Cavendish, le transfert de l'année

Mark Cavendish quitte le Team Sky un an seulement après son arrivée. (Reuters)

Mark Cavendish quitte le Team Sky un an seulement après son arrivée. (Reuters)

C'était sans doute le coureur le plus convoité de l'intersaison. Mark Cavendish, dont le départ du Team Sky était pratiquement acquis, va rejoindre Omega Pharma-Quick Step. Le Britannique rejoint ainsi Tom Boonen dans une formation belge qui devrait accumuler les victoires en 2013.

C’est désormais officiel, Mark Cavendish portera l’an prochain les couleurs de la formation Omega Pharma-Quick-Step, a annoncé jeudi l’équipe Sky sur son site officiel. Après avoir réalisé une saison exceptionnelle en 2011 au sein de la formation HTC-Highroad, avec notamment cinq victoires d’étapes et le maillot vert sur le Tour de France ainsi que le titre de champion du monde, le coureur originaire de l’île de Man avait rejoint l’an dernier la formation britannique.

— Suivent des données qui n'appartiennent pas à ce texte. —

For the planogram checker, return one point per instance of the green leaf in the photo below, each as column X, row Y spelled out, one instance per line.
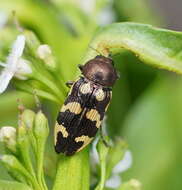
column 153, row 131
column 136, row 11
column 133, row 184
column 158, row 47
column 73, row 172
column 103, row 153
column 116, row 153
column 11, row 185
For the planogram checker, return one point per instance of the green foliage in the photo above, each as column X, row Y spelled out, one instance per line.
column 138, row 113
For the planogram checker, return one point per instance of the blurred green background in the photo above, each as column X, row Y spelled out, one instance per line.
column 146, row 107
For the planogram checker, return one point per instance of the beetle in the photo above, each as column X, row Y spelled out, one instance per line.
column 82, row 113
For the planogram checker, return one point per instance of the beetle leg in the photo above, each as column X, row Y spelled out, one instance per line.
column 103, row 138
column 80, row 67
column 69, row 83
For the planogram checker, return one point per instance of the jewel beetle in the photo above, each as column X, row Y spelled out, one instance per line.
column 83, row 111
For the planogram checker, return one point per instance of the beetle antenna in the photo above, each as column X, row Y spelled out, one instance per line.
column 95, row 50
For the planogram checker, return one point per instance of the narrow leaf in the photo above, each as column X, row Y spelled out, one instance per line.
column 158, row 47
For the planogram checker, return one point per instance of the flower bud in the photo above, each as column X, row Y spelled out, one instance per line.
column 14, row 167
column 8, row 137
column 23, row 69
column 28, row 117
column 44, row 52
column 41, row 129
column 32, row 43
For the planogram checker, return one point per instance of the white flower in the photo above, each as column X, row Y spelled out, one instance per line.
column 115, row 180
column 44, row 51
column 15, row 65
column 8, row 136
column 3, row 19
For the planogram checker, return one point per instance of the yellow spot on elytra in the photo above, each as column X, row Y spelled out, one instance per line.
column 85, row 88
column 73, row 107
column 59, row 128
column 85, row 139
column 100, row 95
column 109, row 101
column 94, row 115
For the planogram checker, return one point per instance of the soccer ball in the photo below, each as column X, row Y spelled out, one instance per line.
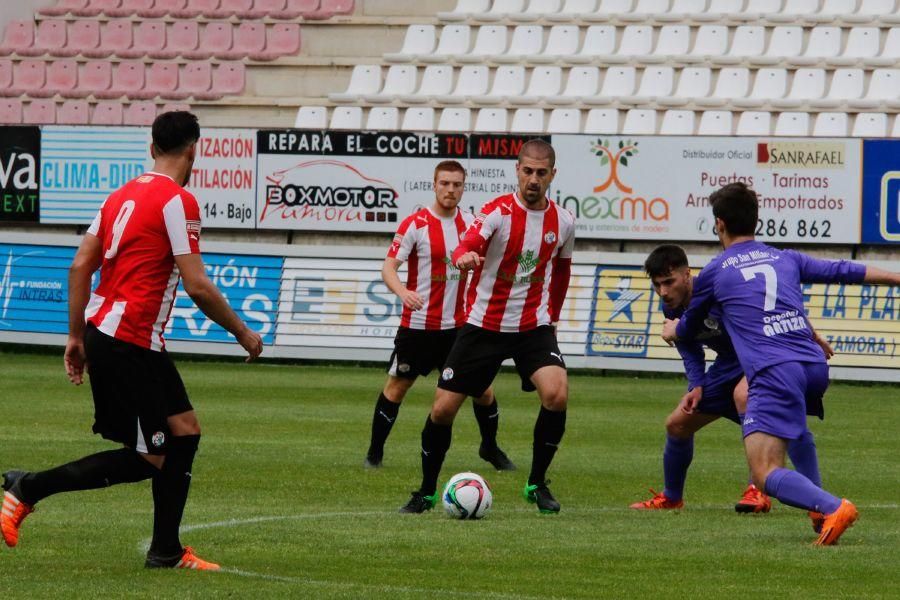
column 467, row 496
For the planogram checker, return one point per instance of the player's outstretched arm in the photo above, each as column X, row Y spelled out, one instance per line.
column 209, row 299
column 86, row 261
column 389, row 274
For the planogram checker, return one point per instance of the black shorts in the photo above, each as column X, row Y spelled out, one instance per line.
column 135, row 391
column 478, row 353
column 418, row 352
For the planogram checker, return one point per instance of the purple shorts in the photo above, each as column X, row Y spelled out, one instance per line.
column 782, row 395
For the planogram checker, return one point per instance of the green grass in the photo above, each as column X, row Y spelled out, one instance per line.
column 284, row 445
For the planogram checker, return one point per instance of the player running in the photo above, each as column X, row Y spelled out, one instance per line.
column 145, row 236
column 720, row 391
column 759, row 290
column 433, row 311
column 523, row 243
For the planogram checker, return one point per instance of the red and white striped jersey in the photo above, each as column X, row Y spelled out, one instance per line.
column 143, row 225
column 512, row 289
column 426, row 242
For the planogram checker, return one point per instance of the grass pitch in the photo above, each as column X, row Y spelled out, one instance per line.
column 280, row 497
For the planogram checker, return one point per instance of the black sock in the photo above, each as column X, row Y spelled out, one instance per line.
column 170, row 489
column 435, row 443
column 91, row 472
column 548, row 431
column 382, row 422
column 488, row 418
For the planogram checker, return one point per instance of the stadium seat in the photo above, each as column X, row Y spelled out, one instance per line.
column 10, row 111
column 528, row 120
column 639, row 122
column 465, row 9
column 791, row 124
column 490, row 41
column 62, row 7
column 455, row 120
column 527, row 40
column 18, row 38
column 437, row 80
column 149, row 38
column 583, row 82
column 84, row 35
column 472, row 81
column 139, row 113
column 870, row 125
column 677, row 122
column 400, row 80
column 365, row 79
column 491, row 120
column 346, row 117
column 831, row 125
column 62, row 77
column 602, row 120
column 454, row 41
column 73, row 112
column 420, row 39
column 311, row 117
column 545, row 82
column 564, row 120
column 383, row 118
column 39, row 112
column 508, row 82
column 562, row 43
column 715, row 122
column 107, row 112
column 754, row 123
column 693, row 82
column 418, row 119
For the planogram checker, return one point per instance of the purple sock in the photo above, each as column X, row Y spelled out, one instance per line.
column 676, row 459
column 802, row 453
column 794, row 489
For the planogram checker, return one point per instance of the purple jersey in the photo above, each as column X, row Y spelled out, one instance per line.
column 758, row 288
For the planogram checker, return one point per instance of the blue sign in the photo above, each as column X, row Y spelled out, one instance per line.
column 881, row 192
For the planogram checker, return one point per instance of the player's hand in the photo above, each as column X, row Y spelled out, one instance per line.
column 412, row 300
column 669, row 331
column 251, row 342
column 469, row 260
column 823, row 343
column 689, row 401
column 74, row 359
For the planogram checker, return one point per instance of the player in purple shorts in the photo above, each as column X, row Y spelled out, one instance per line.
column 759, row 290
column 720, row 391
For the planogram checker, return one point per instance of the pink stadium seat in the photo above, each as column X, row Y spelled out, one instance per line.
column 229, row 78
column 249, row 39
column 19, row 39
column 149, row 37
column 214, row 40
column 107, row 112
column 282, row 39
column 162, row 8
column 95, row 76
column 129, row 8
column 84, row 35
column 39, row 112
column 140, row 113
column 11, row 111
column 63, row 7
column 62, row 77
column 73, row 112
column 196, row 79
column 29, row 77
column 162, row 80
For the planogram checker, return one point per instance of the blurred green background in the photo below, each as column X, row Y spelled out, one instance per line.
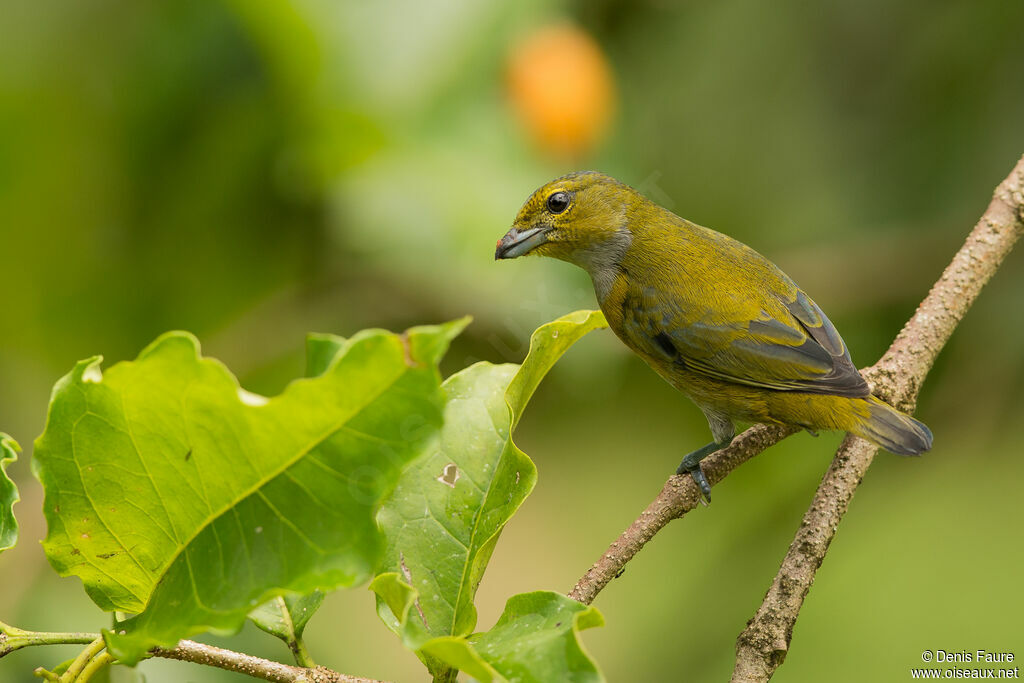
column 252, row 170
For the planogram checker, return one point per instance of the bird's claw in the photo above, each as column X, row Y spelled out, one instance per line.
column 698, row 478
column 701, row 481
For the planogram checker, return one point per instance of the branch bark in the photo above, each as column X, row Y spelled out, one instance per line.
column 762, row 646
column 188, row 650
column 897, row 378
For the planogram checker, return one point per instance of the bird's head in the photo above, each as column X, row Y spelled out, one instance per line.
column 577, row 218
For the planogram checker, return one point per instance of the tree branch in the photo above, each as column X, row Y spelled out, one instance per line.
column 897, row 378
column 188, row 650
column 12, row 638
column 762, row 646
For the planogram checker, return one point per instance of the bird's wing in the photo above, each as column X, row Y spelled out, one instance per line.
column 775, row 342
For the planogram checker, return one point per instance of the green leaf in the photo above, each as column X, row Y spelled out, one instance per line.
column 536, row 639
column 174, row 494
column 286, row 616
column 8, row 493
column 443, row 518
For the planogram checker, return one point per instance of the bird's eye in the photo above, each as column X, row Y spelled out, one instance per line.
column 558, row 202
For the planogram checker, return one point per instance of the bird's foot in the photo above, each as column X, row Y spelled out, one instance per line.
column 691, row 466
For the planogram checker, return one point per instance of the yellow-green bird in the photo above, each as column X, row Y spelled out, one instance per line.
column 717, row 319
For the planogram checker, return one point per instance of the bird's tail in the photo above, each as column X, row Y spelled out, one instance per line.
column 896, row 432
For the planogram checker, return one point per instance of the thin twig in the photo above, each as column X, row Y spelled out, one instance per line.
column 678, row 497
column 762, row 646
column 266, row 670
column 12, row 638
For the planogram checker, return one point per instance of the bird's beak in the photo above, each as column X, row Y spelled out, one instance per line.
column 516, row 242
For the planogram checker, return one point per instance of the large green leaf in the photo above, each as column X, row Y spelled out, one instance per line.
column 443, row 518
column 174, row 494
column 536, row 639
column 8, row 493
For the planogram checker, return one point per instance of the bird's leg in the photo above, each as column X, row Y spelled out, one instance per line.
column 691, row 465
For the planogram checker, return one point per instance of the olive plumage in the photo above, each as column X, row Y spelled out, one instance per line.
column 717, row 319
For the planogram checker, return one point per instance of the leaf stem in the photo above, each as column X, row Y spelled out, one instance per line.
column 97, row 663
column 91, row 650
column 302, row 656
column 12, row 638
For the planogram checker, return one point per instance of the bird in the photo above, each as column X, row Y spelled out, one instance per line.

Au sein de l’équipe portant les couleurs de son pays, le sprinteur de 27 ans comptait bien s’inscrire dans la durée. Mais, si sa saison fut plutôt réussie avec notamment un succès sur Kuurne-Bruxelles-Kuurne, trois victoires d’étapes sur le Giro et sur la Grande Boucle, tout ne s’est pas véritablement passé comme prévu. Habitué à avoir une équipe entièrement dévouée à sa réussite, le Cav a cette fois dû concilier avec les ambitions d’un collectif destiné à décrocher la victoire finale sur les grands tours, notamment le Tour de France avec Bradley Wiggins, dont il est d’ailleurs très proche.

"Mark espérait sans doute avoir le même traitement que Brad lorsqu'il est arrivé, mais Bradley a toujours été le boss. Sky l'a traité comme un grand coureur, mais pas comme le patron. L'objectif de Sky a toujours été de gagner le Tour de France, c'était donc logique que Mark soit considéré différemment par rapport à Bradley", confiait il y a une dizaine de jours au quotidien néerlandais NUSport son ex-coéquipier espagnol Juan Antonio Flecha, qui rejoindra quant à lui Vacansoleil en 2013.  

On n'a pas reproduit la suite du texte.